Internet — Required for optional cloud upload, SMS, email features, and ad serving.
Network State (ACCESS_NETWORK_STATE) — Required to check network connectivity before attempting uploads.
Storage / Media — The following permissions are used to save and read media files:
- READ_EXTERNAL_STORAGE (Android 12 and below) — Read photos from local storage.
- WRITE_EXTERNAL_STORAGE (Android 9 and below) — Save photos to local storage.
- READ_MEDIA_IMAGES (Android 13+) — Read image files.
- READ_MEDIA_VIDEO (Android 13+) — Read video files.
Billing — Required for optional in-app purchases through Google Play.

No permission is requested beyond what is strictly necessary for app functionality. The App enforces HTTPS for network connections via a network security configuration that blocks cleartext (HTTP) traffic.

9. Third-Party Libraries & Services

The App uses the following third-party libraries and services that may process data:

Google Firebase (Analytics, Crashlytics, Performance Monitoring) — See Section 3.
Google AdMob — See Section 4.
Google Play Billing — See Section 5.
CameraX (Google) — Camera capture library. Processes camera input locally. No data transmitted.
OkHttp (Square) — HTTP client for network requests to your configured servers. No independent data collection.
JavaMail (Oracle/GlassFish) — Email library for SMTP delivery to your configured server. No independent data collection.
ZXing — QR code generation library. Operates entirely locally. No data transmitted.
Coil — Image loading library. Loads images from local storage only. No independent data collection.

10. Data Retention & Deletion

Local photos, videos, and GIFs are stored on your device until you delete them through the App's gallery or uninstall the App. Uninstalling the App deletes all app-specific files.
Local database records (capture metadata, uploaded URLs) are stored in the App's Room database until the App is uninstalled.
Uploaded content is subject to the data retention policy of your configured server or hosting service. Content uploaded to anonymous hosts (storage.to, catbox.moe) cannot be deleted through the App and may persist indefinitely on those services.
SMS/Email data is processed by the respective third-party services and subject to their retention policies.
Firebase data is retained according to Google's data retention policies.
Usage quota data and settings are stored locally until the App is uninstalled.

11. Children's Privacy

The App is not directed at children under 13. We do not knowingly collect personal information from children.
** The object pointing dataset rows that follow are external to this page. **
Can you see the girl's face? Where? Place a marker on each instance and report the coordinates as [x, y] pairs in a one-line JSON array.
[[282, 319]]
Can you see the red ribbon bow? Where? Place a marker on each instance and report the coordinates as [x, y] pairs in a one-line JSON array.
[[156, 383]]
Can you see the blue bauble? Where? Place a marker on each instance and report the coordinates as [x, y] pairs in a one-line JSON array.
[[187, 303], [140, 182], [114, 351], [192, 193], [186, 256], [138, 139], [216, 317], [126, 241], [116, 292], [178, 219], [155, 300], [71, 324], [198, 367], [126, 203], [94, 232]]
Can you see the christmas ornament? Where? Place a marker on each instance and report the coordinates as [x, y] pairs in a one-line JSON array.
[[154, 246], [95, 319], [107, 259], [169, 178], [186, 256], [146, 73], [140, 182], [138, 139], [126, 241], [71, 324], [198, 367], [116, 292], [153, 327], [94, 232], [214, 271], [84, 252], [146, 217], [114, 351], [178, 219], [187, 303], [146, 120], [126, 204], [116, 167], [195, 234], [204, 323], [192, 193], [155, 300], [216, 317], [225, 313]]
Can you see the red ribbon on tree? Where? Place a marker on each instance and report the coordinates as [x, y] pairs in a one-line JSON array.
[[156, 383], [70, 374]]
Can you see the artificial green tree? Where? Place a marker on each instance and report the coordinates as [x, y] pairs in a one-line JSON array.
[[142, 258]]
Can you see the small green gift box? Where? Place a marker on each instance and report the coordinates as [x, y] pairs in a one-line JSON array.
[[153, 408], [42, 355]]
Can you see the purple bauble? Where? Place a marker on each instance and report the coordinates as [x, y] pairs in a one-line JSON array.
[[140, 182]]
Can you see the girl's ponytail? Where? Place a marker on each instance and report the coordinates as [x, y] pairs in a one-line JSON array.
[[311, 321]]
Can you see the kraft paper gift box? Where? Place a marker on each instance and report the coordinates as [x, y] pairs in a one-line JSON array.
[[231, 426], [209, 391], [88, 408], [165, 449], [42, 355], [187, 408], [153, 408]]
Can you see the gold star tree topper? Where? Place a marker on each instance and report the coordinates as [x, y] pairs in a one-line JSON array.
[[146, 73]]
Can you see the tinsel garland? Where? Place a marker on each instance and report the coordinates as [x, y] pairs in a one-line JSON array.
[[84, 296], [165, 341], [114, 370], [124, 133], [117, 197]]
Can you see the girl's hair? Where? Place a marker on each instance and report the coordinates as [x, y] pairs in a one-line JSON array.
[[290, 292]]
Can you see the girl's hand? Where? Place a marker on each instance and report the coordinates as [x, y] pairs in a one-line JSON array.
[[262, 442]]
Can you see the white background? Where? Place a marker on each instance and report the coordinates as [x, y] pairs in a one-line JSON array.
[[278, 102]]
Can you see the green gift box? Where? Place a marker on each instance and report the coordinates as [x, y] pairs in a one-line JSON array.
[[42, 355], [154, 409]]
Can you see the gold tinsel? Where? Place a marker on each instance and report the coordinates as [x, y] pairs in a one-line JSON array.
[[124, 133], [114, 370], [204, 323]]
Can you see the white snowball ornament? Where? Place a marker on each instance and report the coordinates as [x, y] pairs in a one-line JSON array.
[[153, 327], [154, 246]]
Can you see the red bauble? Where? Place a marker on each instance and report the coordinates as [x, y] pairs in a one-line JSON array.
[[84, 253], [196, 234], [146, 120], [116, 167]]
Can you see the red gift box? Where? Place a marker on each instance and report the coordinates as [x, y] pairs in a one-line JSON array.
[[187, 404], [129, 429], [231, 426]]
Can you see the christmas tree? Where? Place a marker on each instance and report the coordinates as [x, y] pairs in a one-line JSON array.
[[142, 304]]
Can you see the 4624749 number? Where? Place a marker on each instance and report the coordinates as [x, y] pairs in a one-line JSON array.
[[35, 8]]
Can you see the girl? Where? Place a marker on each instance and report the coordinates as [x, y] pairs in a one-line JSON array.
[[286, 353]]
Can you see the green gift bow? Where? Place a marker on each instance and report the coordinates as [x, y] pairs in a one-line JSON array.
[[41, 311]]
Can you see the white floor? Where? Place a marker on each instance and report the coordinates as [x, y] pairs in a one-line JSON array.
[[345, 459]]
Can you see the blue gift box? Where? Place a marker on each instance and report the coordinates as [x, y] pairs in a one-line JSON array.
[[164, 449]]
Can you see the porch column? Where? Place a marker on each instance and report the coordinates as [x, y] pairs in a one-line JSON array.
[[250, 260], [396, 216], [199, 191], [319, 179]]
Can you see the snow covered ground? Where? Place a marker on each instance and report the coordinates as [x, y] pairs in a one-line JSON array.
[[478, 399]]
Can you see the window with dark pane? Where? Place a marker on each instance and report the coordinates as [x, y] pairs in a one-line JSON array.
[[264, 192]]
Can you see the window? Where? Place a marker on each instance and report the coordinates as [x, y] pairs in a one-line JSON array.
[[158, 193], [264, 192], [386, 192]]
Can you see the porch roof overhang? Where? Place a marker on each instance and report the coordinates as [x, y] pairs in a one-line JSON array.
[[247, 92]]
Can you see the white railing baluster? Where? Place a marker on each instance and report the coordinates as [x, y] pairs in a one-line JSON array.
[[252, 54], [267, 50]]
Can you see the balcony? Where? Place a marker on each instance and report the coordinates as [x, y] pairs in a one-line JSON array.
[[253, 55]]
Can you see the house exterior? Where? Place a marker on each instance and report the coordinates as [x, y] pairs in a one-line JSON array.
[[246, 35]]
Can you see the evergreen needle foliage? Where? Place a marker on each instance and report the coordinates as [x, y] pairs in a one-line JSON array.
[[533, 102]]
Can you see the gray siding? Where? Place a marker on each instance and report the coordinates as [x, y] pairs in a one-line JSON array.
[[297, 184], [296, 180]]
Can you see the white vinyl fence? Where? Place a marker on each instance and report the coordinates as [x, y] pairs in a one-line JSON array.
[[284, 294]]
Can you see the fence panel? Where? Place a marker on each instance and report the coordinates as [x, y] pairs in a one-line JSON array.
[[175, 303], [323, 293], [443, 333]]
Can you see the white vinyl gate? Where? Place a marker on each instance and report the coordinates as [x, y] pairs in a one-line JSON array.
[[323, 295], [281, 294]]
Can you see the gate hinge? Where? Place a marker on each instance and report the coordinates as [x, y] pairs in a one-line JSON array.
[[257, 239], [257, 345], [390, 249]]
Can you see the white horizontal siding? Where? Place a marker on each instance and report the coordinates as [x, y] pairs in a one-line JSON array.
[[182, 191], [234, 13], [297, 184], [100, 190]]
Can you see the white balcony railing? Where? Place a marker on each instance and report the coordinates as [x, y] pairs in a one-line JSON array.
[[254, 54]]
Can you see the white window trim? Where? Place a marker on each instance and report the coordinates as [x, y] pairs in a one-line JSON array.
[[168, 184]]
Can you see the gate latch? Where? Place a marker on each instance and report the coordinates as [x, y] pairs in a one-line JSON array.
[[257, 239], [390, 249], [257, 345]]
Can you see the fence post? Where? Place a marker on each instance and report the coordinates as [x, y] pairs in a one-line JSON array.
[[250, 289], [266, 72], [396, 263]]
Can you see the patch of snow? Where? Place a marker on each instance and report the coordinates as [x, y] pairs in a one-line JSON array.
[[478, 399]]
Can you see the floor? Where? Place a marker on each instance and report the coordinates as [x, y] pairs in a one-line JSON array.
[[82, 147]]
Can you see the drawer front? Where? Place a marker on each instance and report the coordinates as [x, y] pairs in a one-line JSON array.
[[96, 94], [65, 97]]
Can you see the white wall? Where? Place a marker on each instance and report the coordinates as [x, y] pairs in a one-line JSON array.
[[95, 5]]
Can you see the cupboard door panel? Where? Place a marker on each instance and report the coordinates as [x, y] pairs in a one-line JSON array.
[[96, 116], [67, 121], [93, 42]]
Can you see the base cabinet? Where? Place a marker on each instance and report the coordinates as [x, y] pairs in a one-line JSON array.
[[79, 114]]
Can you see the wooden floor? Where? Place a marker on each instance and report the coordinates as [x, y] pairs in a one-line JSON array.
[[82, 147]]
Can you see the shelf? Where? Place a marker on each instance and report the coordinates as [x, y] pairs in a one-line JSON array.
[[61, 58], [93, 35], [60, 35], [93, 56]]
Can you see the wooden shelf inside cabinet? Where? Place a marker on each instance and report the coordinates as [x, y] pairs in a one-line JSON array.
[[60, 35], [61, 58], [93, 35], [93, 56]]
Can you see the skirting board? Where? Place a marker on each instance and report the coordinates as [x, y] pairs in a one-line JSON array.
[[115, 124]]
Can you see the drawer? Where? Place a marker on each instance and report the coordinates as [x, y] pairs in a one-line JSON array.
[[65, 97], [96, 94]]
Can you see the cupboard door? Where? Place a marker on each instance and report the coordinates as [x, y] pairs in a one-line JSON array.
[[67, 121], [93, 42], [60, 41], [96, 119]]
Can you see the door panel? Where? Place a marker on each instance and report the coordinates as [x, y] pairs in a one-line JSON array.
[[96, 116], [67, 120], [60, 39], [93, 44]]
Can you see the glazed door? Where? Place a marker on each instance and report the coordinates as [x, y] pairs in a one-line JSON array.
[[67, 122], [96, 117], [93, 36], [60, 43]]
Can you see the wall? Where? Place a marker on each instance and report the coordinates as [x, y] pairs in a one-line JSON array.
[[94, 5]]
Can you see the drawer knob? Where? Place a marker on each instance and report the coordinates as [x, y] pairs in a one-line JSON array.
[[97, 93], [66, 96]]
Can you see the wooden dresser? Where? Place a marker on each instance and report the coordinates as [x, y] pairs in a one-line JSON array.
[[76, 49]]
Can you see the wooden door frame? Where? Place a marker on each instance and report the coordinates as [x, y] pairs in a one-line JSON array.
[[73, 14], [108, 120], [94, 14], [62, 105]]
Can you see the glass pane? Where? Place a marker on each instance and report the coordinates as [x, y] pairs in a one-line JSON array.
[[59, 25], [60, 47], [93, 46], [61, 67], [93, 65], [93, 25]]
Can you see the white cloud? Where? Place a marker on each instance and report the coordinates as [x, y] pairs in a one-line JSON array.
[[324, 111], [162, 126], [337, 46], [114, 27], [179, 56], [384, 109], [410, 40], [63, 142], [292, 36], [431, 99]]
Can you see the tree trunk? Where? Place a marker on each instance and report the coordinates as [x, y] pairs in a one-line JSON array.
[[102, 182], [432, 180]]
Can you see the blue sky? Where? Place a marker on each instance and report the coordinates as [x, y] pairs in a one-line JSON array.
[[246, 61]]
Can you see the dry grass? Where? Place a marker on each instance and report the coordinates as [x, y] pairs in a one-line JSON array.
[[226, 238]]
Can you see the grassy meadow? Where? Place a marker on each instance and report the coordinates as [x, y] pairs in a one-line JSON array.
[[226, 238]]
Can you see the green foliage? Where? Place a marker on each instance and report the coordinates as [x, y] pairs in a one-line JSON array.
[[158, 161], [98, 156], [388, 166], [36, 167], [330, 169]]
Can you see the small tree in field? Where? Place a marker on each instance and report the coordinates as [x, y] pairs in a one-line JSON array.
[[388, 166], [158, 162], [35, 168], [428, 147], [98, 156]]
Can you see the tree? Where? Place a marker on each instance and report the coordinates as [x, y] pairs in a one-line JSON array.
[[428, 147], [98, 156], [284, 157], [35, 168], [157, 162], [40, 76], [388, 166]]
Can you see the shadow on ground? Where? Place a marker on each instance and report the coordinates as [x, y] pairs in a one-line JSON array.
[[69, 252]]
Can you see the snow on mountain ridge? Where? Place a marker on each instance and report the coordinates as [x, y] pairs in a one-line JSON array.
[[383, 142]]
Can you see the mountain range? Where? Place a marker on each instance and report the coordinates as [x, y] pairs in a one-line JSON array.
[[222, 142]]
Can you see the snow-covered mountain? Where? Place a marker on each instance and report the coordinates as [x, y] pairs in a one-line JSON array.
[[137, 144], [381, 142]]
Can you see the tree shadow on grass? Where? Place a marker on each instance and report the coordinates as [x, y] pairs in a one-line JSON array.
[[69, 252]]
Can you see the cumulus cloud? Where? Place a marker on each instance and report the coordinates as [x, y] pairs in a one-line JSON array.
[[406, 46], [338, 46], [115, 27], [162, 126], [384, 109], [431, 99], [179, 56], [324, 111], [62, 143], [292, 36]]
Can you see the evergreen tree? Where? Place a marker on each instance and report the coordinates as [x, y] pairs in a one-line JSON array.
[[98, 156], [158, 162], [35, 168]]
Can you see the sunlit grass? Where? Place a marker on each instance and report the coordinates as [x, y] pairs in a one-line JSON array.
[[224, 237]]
The App's ad serving is configured to comply with COPPA and Google's families policy.

12. Third-Party Links

The App and landing page may contain links to third-party websites or services. We are not responsible for the privacy practices of those third parties.

13. Security

We take reasonable measures to protect data stored on your device:

Encrypted credentials: API keys, SMTP passwords, and SMS gateway passwords are encrypted at rest using AES256 via Android EncryptedSharedPreferences (hardware-backed keystore).
Network security: The App enforces HTTPS for all network connections via a network security configuration that blocks cleartext (HTTP) traffic.
No cloud backup: App data is excluded from Android cloud backup via android:allowBackup="false".

Limitations: Usernames, server URLs, email addresses, and other non-password settings are stored in standard Android DataStore without encryption. No method of electronic storage is 100% secure.

14. Changes to This Policy

We may update this privacy policy from time to time. Changes will be posted on this page with an updated "Last updated" date. Continued use of the App after changes constitutes acceptance of the updated policy.

15. Contact

If you have questions about this privacy policy or your data, please open an issue on the GitHub repository.

16. Effective Date

This privacy policy is effective as of May 16, 2026.